There are different points of view about using system 'tune-up' or tweaking software, of which System Mechanic is just one example. I've come around to believe that the point of view of 'if it isn't broken, don't fix it' is the safest approach in terms of preserving a system's safety and security. There are many tweaking programs that promise to speed up, clean up, or otherwise improve and maintain system performance on a computer. They generally try to do that by changing OS internal settings in the registry, removing certain programs from drives, and so on. In so doing, they have very powerful influence over how the system may operate, and they can cause major problems if they or the user have made even one poor choice in whatever is being altered or removed.

Often, bad results only show up later when some function seems to 'break' or starts to fail. Moreover, I've found that the use of generalized tweaking tools tend to cause a cumulative increase in fragility of an OS over time. As the changes made by the tool accumulate, the system tends to become less and less robust in its ability to withstand other issues that might and do arise. For example, when item A is tweaked to achieve something, item B must also often be tweaked to compensate for the side-effects of the item A adjustment. At some point, enough settings become perturbed that the system is rendered less stable or sufficiently non-standard that things eventually start to break, often in surprising ways. Because all this goes on in the bowels of the OS, it's usually invisible until something unpleasant suddenly starts happening.
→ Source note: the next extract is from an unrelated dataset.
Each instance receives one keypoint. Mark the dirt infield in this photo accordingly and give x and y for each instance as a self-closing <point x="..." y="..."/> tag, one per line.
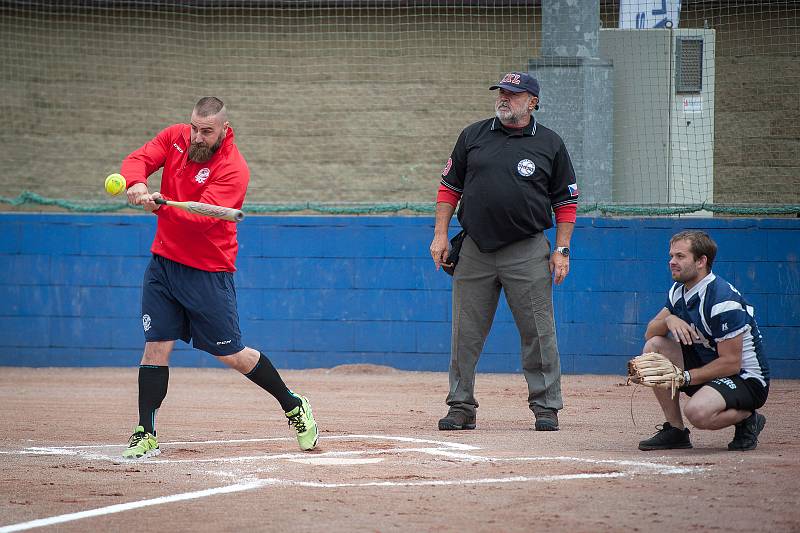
<point x="229" y="462"/>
Because the changes made by the tweaking tool are invisible, all too often, reinstalling the OS is the only way out of the maze of compounded tweaks that have finally let to a major system problem.
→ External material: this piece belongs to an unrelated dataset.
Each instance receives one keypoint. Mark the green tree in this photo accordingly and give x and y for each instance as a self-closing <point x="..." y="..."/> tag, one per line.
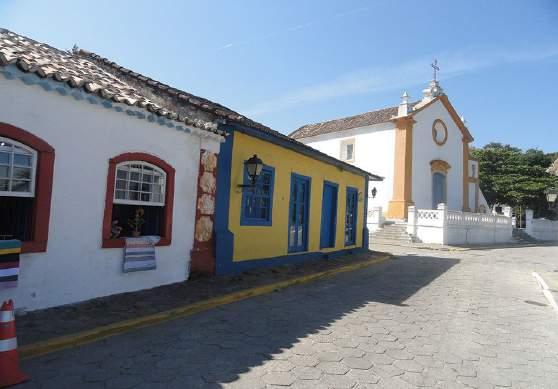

As @leocg notes, system hardware (especially drives or RAM) can also begin failing, and normal wear and tear on an OS and its software modules (OS updates, power-fails with files open, etc) can create problems similar to what you experienced. However, I would personally think long and hard about whether or not to re-apply a tweaking tool like System Mechanic and whether any of its performance gains you've actually experienced in the past are worth the added risks to system stability.

By the way, safe mode is simply the OS loading itself without external drivers and with bare-bones default settings. If it's causing problems, it indicates the OS files themselves are messed up. That can be the result of either hardware problems, corrupted OS files, or an over-aggressive tweaking tool that's finally fouled things up.